If the Web were a person, it would be in college today! And of course it is – in colleges and homes and in businesses and increasingly everywhere, just as the name implies.
This is the eighth and last of my current series on “computer literacy” and the lesson is about the Web and the changes it has brought to the way we communicate and the amount of information to which we can have access.
Can you imagine what it was like before the Web, when e-mail was relatively unknown, few people owned computers, telephones had cords, and people got their news and information by reading newspapers and magazines and books and by watching television?

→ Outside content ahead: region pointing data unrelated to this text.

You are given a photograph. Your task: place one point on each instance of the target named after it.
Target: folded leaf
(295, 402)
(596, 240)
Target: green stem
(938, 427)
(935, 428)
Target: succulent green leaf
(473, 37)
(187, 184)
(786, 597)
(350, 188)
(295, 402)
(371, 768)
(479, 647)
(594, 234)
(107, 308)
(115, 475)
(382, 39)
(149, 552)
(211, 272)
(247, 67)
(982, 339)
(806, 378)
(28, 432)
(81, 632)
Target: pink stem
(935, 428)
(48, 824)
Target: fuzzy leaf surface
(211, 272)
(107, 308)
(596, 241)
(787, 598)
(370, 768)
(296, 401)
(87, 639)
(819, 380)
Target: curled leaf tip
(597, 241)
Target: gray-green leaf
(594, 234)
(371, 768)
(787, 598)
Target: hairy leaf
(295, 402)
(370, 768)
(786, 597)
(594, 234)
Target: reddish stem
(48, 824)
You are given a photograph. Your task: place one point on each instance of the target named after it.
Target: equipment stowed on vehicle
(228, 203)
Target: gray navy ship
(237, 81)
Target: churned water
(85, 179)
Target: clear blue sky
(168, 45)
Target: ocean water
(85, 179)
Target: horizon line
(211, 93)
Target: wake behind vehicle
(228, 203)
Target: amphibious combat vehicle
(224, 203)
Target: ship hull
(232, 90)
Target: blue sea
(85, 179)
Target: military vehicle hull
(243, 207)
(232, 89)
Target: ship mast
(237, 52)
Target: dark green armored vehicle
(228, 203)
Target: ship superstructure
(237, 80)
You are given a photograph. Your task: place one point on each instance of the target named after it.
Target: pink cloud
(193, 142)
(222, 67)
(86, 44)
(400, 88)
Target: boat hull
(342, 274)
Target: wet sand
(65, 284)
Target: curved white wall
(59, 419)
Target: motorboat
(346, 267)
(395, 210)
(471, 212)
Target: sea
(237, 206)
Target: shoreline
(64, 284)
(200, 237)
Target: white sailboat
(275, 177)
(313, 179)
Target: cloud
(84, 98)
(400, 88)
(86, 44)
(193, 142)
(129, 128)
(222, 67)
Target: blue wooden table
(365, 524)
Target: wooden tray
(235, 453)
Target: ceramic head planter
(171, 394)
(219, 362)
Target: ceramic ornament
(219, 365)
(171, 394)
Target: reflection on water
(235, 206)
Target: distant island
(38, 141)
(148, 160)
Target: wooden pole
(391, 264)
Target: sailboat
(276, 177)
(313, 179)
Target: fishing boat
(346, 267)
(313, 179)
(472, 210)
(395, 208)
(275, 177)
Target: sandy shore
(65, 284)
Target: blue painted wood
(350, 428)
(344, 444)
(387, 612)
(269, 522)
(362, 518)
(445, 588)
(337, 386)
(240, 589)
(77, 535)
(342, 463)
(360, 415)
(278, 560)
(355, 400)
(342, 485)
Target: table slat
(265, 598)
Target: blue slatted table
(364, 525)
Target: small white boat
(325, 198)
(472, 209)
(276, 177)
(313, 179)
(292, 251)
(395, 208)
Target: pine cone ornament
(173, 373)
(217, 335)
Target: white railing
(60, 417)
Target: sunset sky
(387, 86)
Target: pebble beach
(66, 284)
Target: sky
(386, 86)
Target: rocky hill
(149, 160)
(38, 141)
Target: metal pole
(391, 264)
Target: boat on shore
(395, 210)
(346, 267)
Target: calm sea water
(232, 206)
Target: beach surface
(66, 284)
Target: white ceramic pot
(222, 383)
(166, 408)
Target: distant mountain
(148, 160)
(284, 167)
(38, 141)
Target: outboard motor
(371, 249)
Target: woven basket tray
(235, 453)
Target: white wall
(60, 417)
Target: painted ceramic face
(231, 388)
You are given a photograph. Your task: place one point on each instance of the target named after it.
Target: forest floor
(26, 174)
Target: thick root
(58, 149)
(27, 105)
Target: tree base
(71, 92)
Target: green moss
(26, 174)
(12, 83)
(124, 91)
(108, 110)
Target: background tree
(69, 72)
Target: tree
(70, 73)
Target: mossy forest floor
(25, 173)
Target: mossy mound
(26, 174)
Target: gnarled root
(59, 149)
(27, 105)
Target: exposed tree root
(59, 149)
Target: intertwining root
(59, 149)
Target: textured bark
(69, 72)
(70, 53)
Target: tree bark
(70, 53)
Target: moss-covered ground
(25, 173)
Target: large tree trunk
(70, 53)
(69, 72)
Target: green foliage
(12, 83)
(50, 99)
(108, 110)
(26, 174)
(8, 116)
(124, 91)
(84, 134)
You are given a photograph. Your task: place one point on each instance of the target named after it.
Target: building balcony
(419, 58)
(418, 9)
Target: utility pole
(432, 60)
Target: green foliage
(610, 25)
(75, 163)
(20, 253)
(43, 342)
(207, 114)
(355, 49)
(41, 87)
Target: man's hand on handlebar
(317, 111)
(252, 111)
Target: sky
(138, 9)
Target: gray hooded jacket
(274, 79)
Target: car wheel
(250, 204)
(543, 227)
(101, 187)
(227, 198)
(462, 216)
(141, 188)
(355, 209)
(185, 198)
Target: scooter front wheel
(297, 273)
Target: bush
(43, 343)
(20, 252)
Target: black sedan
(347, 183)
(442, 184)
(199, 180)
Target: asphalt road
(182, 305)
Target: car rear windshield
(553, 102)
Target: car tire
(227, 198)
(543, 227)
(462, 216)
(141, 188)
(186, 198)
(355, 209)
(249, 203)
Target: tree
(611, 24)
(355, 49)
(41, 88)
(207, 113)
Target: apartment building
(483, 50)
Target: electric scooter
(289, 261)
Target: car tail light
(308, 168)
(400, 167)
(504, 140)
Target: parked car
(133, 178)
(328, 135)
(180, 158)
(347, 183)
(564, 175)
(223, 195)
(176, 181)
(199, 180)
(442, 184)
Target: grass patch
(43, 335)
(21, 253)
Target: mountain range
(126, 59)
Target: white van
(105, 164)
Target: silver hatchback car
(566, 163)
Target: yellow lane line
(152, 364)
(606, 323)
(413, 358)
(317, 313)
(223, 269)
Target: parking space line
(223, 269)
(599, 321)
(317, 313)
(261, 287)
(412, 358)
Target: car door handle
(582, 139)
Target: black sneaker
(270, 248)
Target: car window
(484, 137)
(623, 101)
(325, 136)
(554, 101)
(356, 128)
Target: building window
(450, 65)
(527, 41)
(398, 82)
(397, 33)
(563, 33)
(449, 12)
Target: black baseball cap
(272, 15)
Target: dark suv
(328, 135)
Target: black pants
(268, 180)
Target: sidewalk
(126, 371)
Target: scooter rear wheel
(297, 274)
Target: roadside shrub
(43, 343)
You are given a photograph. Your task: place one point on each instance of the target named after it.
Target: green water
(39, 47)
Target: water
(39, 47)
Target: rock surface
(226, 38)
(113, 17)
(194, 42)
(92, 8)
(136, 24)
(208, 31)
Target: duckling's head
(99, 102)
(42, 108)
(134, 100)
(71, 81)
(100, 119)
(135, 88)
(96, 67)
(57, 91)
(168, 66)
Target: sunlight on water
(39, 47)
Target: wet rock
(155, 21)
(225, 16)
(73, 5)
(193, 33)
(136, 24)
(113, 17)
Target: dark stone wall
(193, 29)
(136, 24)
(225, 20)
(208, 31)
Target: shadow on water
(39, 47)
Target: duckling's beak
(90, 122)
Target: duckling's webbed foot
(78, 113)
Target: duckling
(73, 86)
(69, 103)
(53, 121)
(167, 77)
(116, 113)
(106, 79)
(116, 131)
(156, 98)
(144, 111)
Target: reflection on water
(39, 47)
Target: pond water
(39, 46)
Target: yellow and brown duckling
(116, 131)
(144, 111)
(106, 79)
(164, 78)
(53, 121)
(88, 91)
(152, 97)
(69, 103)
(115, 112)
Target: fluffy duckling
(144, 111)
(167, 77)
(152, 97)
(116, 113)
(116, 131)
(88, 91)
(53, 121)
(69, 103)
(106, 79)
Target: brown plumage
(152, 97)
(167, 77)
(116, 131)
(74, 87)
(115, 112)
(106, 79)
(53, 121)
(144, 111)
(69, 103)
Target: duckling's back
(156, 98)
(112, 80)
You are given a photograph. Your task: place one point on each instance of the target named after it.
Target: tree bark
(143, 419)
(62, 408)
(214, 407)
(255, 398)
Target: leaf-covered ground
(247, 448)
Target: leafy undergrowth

1989-1991 were dramatic years – the Soviet Union dissolved, coalition forces ousted Iraq from Kuwait, the Exxon Valdez ran aground in Alaska, protests in Tiananmen Square in China resulted in hundreds killed, and the Hubble space telescope went into orbit. In the computer world, Microsoft launched its first successful Windows operating system, 19-year-old Linus Torvalds introduced the Linux operating system, and Tim Berners-Lee (a software programmer at CERN, the European particle accelerator in the news lately) and colleague Robert Cailliau submitted a proposal on Nov. 12, 1990, titled “World Wide Web: Proposal for a HyperText Project” (you can read the 1989 pre-proposal at http://info.cern.ch/Proposal.html ).
In 1989, the number of Internet hosts passed 100,000. By 1992, when the U.S. Congress passed a law to allow commercial entities to use the Internet, that number had climbed to 1,000,000. In 1993, CERN announced the World Wide Web was free for anyone to use. In the same year a bug in a program sent an article to 200 news groups and the term “spam” was coined. In 1995 the U.S. government, which had controlled the infrastructure of the Internet since it began in 1969, turned it over to commercial entities. By 1996, more than 10 million people were using the Internet and the Web and wikis and blogs were invented. Speculative investors in Web companies created the “dot.com” bubble in the late 1990s in the stock market, which burst in 2000 when their investments fell well short of expectations. By that year, 350 million people in 218 countries were using the Web and there were 10s of millions of Web pages. In the mid-2000s, websites enabled users to create their own content and 3G cell phones connected to the Internet from just about anywhere, once again changing the way we communicate. In 2010 we will generate an estimated 1.2 zettabytes of digital information (1200 billion gigabytes, more information than in the past 5,000 years), there are 50 billion Web pages, nearly 2 billion people use the Internet (almost 30 percent of the world), and 500 million people form a loose community on Facebook.
In these last eight articles I have described how computer literacy means more than learning what to click when, that our attitudes towards technology and each other often dictate whether and how we use it, that technology is a powerful force created by societies and influenced by science, politics, the economy, and the globalization of ideas, that these technologies are a force that changes societies and each of us, and that we are only beginning to explore communications technologies and various ways we interface with them. I hope you have enjoyed my series on “computer literacy” and found it interesting and useful. As usual, I invite feedback and dialogue.